Credit: Kevin McGuigan
Clear containers, like these arrayed in an experiment in Uganda, can purify water by sitting in the sun for six hours.

The setup is simple: Let sunlight beat down on water in clear plastic or glass bottles to kill pathogens inside. The method, known as solar water disinfection or SODIS, has been around for decades and has received the imprimaturs of international health organizations. But its effectiveness in improving health has been questioned. Now field tests in Kenya provide data to support it (Environ. Sci. Technol., DOI: 10.1021/es2018835).

Refined in the 1990s by researchers at the Swiss Federal Institute of Aquatic Science and Technology, SODIS provides a cheap method to treat water in places that lack water treatment plants. A simple, transparent polyethylene bottle, for example, or a glass soda bottle, set in sunlight for six hours, can free water of pathogens like Escherichia coli.

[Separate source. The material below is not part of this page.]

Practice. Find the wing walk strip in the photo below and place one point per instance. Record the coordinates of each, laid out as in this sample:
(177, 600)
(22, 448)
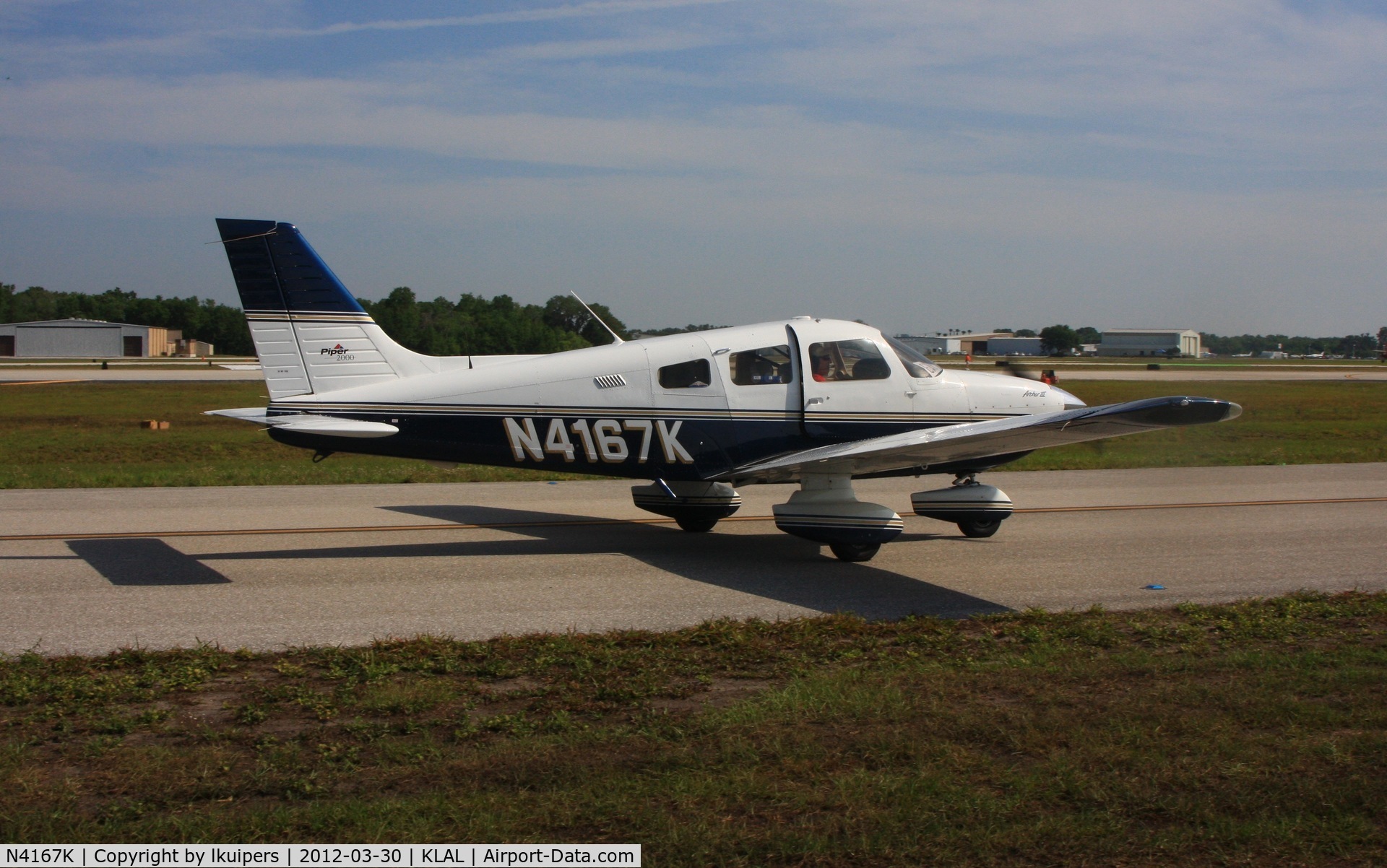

But research in Bolivia and elsewhere has found that waterborne illness persisted when people used SODIS to clean their water (PLoS Medicine, DOI: 10.1371/journal.pmed.1000125).

Now researchers led by Kevin McGuigan of the Royal College of Surgeons in Ireland have shown that children in Kenya’s Rift Valley get sick less often when they drink SODIS-treated water, and grow more. Local health workers enrolled 1,000 children, half of whom were randomly assigned to use SODIS, while the other half continued to use their family’s usual water treatment practices.

During multiple visits to the families over 18 months beginning in 2007, health workers collected water samples and measured children’s heights and weights as indicators of their overall health. They also collected caretakers’ diaries of the children’s sick days.

The researchers found that the children drinking SODIS-treated water experienced dysentery about half as often as children not using SODIS did. What’s more, E. coli levels in water samples treated with SODIS were just 3.5% of those in untreated water. Children drinking SODIS-treated water also were ill for fewer days than were those in the control group. The median height of the children increased by 0.8 cm more in the group using SODIS than in the control group, a statistically significant increase, McGuigan says. The weight measurements, however, were confounded by low equipment accuracy and showed no significant difference between groups.

“We were limited in what we could carry with us,” McGuigan says of the difficulties of field work in rural areas in Kenya. In addition, 130 families could not complete the study because they had to flee violence following the country’s disputed 2007 election.

The research “confirms that SODIS can work,” comments Rob Reed of Central Queensland University, in Rockhampton, Australia, but he cautions that where compliance is low, SODIS may not be as effective. The success or failure of SODIS, he says, depends as much on how people use it as on the technology itself.